D’abord je tiens à féliciter les initiateurs, à saluer leur courage du fait d’avoir comme souci de regrouper l’ensemble de la jeunesse, l’ensemble des activistes, des mouvements sociaux qui luttent tous les jours pour la justice, l’égalité, pour préserver la dignité humaine dans différents pays du continent. Le fait même de regrouper tous ces jeunes-là qui sont dans une même lancée, qui ont une vision commune moi je pense que c’est déjà une initiative très, très salutaire. Donc je suis vraiment honoré d’être invité à cette grande rencontre qui est vraiment symbolique pour moi car ça me permet de rencontrer d’autres jeunes africains, d’autres personnes qui luttent dans leur pays respectif de la même manière que moi. Ça nous permet d’échanger, de partager les expériences, ça nous permet de corriger les lacunes et surtout il y a aussi beaucoup d’artistes qui sont venus des différents pays pour venir partager ce moment. C’est une très bonne chose. Je pense que ce genre de rencontre doit être pérennisé. Ça doit continuer. Nul ne doit mener une lutte de façon isolée. Il y a un adage qui dit que : ‘’Seul on va plus vite, mais ensemble on va plus loin’’.

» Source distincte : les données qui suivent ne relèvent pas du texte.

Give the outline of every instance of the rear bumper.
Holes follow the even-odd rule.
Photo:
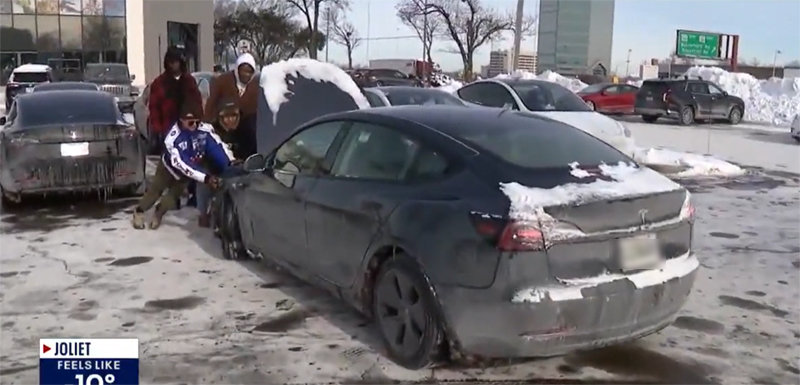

Pensez-vous que ces jeunes à travers les combats qu’ils mènent dans leur différent pays arrivent à changer quelque chose ? Vous y croyez vraiment ?

Mais bien sûr ! J’y crois. A partir du moment où on s’est dit que ce n’est pas un résultat immédiat qui doit compter mais surtout l’impact, l’effet que ça fait. Par exemple, personnellement j’étais devant un très grand mouvement, un mouvement spontané né au Mali  il y a une année de cela, la plateforme ‘’Anté Abana’’ Touche pas à ma constitution dont j’étais vice-président. C’est un mouvement qui regroupait beaucoup d’associations de la société civile, des partis politiques, et d’autres leaders d’opinions pour dire non à cette révision constitutionnelle au Mali initiée par le gouvernement malien que nous considérons comme une imposture, et même une révision inopportune. Donc voilà, ce mouvement, cette lutte, cette bataille que nous avons menée a permis de sauver le Mali. Parce qu’il y avait beaucoup de points qui avaient pour objectif de légitimer les dérives du gouvernement. Donc moi je pense que ces genres d’activités ou d’initiatives servent beaucoup. Et ça doit continuer. Parce que jusqu’à présent, de plus en plus, on voit des atteintes aux libertés individuelles, aux droits de l’homme, des actes d’injustice et d’inégalités sociales, au sein de notre société africaine en général. Et plus particulièrement, chez moi au Mali, il y a un véritable problème de justice sociale. Et à partir du moment où certains, beaucoup de jeunes ont le courage de s’ériger en porteur de message, comme un portevoix de la société, moi je pense que les gens doivent comprendre cela et prendre ce qu’il y a de bon là-dedans pour pouvoir s’en servir.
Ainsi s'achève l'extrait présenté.